Think of encryption as a locked combination safe for your data. You may be the only one who has the combination, or you may entrust it to select few close associates. The goal of a safe is to keep unauthorized people from gaining access to its content. They might be burglars attempting to steal valuable business information, employees trying to learn confidential salary information about their peers, or a fraudster who wants to gain confidential information in order to perpetrate a scam. In all cases, you want the safe to keep your stuff secure and keep out unauthorized people.

Now let's say I'm choosing a safe for my valuables. Do I choose Safe Number One that's advertised to have half-inch steel walls, an inch-thick door, six locking bolts, and is tested by an independent agency to confirm that the contents will survive for two hours in a fire? Or, do I choose for Safe Number Two, a safe the vendor simply says to trust, because the design details of the safe are a trade secret? It could be Safe Number Two is made of plywood and thin sheet metal. Or, it could be that it is stronger than Safe Number One, but the point is I have no idea.

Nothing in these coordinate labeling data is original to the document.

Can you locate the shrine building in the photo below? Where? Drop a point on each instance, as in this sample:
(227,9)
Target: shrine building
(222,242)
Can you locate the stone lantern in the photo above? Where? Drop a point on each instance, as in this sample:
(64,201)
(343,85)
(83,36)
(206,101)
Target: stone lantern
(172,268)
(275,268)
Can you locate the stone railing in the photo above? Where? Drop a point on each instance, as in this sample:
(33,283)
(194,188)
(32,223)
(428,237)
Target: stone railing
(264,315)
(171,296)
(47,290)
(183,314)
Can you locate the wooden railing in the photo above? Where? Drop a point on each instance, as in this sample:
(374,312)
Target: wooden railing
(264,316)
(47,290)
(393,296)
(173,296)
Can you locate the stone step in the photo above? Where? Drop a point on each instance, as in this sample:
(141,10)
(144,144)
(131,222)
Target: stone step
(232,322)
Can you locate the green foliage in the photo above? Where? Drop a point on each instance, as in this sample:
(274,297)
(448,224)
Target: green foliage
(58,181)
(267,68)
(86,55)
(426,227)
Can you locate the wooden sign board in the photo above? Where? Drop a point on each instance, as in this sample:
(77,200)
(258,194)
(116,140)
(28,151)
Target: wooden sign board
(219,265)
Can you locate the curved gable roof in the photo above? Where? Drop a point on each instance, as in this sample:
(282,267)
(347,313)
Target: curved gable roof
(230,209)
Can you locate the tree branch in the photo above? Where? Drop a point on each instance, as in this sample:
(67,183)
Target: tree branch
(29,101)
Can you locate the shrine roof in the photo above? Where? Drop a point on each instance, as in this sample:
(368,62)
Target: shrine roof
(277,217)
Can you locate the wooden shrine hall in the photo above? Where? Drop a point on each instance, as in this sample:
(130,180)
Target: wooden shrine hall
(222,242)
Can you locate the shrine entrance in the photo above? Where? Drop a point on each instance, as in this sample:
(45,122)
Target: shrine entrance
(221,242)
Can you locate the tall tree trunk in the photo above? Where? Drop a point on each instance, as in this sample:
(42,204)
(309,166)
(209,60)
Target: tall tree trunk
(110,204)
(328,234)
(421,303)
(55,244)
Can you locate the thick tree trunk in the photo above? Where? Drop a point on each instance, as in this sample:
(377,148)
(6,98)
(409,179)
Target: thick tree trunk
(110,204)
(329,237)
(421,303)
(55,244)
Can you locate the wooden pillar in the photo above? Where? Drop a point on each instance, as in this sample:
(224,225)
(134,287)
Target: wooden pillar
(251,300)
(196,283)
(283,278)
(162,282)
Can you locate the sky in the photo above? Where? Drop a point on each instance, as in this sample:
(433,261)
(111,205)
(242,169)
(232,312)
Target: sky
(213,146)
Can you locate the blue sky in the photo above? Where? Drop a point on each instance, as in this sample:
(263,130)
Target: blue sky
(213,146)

Imagine you have the detailed plans and specifications of Safe Number One, sufficient to build an exact copy of that safe if you had the right materials and tools. Does that make Safe Number One less safe? No, it does not. The security of Safe Number One rests on two protections: the strength of the design and the difficulty of guessing my combination. Having the detailed plans helps me, or safe experts, determine how good the design is. It helps establish that the safe has no design flaws or a second "back door" combination other than my own chosen combination that opens the safe. Bear in mind that a good safe design allows the user to choose their own combination at random. Knowing the design should not at all help an attacker in guessing the random combination of a specific safe using that design.